Objective: To determine in vivo whether LH supplementation during the late follicular phase induces ovarian follicle angiogenesis in humans, as reflected by vascular endothelial growth factor (VEGF)-A, its soluble receptor sFlt-1, and placental growth factor (PlGF) expression.

Design: Randomized, double-blind, placebo-controlled study.

Setting: Academic tertiary care medical center.

Patient(s): Twenty infertile, healthy women (aged 18-39 years) undergoing IVF.

Intervention(s): Administration of recombinant FSH after down-regulation and equal randomization of subjects to receive recombinant LH 75 IU/day or placebo when two or more follicles reached a mean diameter of 14 mm.

Main outcome measure(s): Serum and follicular fluid (FF) VEGF-A, sFlt-1, and PlGF protein levels were measured.

Result(s): Recombinant LH increased both the FF VEGF-A/sFlt-1 ratio statistically significantly and PlGF/sFlt-1 insignificantly. Recombinant LH did not affect the serum VEGF/sFlt-1 ratio. Plasma levels of PlGF were undetectable.

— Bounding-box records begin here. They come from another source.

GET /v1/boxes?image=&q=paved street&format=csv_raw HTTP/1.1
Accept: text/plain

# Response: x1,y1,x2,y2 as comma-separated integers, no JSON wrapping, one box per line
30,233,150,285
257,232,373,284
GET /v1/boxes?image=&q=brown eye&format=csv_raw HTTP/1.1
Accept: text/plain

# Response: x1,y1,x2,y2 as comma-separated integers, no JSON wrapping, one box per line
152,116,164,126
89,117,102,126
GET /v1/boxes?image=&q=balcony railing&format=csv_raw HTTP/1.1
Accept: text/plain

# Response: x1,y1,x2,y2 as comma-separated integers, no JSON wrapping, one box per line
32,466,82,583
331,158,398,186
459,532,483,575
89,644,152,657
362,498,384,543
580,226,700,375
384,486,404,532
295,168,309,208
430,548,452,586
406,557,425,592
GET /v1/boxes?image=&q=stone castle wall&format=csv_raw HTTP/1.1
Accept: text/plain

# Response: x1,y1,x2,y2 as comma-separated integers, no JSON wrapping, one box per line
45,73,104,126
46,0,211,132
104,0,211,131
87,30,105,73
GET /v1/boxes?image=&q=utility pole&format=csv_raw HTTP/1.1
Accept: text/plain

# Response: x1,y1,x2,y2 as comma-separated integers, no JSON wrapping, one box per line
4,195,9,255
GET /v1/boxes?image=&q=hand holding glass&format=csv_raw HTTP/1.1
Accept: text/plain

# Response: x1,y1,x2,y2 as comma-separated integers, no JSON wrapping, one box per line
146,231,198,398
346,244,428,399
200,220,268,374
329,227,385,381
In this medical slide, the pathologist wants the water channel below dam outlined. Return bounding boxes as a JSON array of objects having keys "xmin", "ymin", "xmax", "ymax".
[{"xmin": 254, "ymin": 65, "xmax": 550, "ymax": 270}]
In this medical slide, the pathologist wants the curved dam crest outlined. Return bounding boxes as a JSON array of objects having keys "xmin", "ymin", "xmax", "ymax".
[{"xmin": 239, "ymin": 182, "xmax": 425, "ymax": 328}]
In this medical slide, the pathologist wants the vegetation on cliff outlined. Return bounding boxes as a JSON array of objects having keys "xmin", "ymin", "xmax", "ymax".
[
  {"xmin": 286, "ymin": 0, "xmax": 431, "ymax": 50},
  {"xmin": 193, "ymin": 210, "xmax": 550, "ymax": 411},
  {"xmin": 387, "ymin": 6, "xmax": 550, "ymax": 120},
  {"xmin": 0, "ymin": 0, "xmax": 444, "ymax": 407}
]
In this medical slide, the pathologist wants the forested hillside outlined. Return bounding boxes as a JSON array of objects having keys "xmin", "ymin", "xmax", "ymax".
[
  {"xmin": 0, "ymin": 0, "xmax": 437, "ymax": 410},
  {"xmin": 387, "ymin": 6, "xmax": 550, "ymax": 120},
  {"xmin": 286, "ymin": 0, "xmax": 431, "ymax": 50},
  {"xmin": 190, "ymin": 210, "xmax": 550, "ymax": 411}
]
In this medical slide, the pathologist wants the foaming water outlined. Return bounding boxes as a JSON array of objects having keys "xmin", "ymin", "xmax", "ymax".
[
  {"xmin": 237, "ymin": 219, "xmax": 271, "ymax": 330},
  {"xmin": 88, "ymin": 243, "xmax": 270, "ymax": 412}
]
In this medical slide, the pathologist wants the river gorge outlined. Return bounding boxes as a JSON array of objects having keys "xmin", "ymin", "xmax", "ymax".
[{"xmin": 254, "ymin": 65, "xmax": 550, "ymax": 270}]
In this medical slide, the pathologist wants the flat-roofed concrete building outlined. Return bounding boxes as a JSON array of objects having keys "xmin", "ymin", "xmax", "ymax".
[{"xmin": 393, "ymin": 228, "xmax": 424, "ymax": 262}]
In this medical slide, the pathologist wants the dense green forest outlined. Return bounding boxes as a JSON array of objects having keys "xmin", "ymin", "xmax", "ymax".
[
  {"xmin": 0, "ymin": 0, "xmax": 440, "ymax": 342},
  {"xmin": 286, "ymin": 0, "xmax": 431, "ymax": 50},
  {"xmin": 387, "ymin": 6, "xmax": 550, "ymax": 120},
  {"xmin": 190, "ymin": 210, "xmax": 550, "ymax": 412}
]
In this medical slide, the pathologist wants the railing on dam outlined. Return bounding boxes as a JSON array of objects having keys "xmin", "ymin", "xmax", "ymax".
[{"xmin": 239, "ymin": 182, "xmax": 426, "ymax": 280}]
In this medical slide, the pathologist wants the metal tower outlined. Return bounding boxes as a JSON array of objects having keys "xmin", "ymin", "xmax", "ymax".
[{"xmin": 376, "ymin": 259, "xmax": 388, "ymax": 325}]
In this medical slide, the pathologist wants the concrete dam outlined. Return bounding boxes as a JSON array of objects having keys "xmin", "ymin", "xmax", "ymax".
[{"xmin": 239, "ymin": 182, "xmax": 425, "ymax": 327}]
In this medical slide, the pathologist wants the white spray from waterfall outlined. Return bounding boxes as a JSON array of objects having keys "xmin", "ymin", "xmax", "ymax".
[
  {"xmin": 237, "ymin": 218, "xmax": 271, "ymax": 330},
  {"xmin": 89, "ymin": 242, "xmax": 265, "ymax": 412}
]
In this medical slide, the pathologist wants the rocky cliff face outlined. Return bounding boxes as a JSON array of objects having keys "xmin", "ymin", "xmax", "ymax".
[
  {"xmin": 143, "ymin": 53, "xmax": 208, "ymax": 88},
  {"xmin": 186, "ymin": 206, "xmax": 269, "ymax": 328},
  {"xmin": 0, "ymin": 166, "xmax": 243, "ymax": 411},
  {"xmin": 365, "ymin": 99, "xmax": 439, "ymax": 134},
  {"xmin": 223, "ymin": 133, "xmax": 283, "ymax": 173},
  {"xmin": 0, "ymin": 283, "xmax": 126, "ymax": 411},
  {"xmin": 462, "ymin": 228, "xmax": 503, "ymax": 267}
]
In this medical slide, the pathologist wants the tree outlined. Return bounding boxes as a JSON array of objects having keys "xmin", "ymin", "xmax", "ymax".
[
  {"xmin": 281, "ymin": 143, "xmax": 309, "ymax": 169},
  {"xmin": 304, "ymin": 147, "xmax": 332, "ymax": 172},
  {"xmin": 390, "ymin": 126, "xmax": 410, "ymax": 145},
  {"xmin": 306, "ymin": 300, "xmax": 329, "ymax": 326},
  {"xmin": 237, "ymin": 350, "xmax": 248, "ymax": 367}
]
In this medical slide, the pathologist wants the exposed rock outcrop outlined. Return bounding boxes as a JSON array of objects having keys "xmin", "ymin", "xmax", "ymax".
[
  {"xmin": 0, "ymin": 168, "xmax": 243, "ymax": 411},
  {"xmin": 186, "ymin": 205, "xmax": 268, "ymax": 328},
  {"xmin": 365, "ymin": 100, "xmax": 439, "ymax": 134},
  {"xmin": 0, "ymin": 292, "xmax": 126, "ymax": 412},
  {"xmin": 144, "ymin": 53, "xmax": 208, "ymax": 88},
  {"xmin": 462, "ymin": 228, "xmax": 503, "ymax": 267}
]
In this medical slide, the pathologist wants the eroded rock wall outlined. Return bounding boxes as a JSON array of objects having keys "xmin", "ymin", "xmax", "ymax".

Conclusions: This in vivo study demonstrates for the first time in humans that LH induces ovarian follicular angiogenesis via modulation of VEGF-A and its soluble receptor sFlt-1 expression. A constant VEGF-A/sFlt-serum ratio may prevent adverse effects of VEGF-A. Because angiogenesis is essential during the periovulatory period, recombinant LH supplementation during the late follicular phase may improve ovulation induction outcome.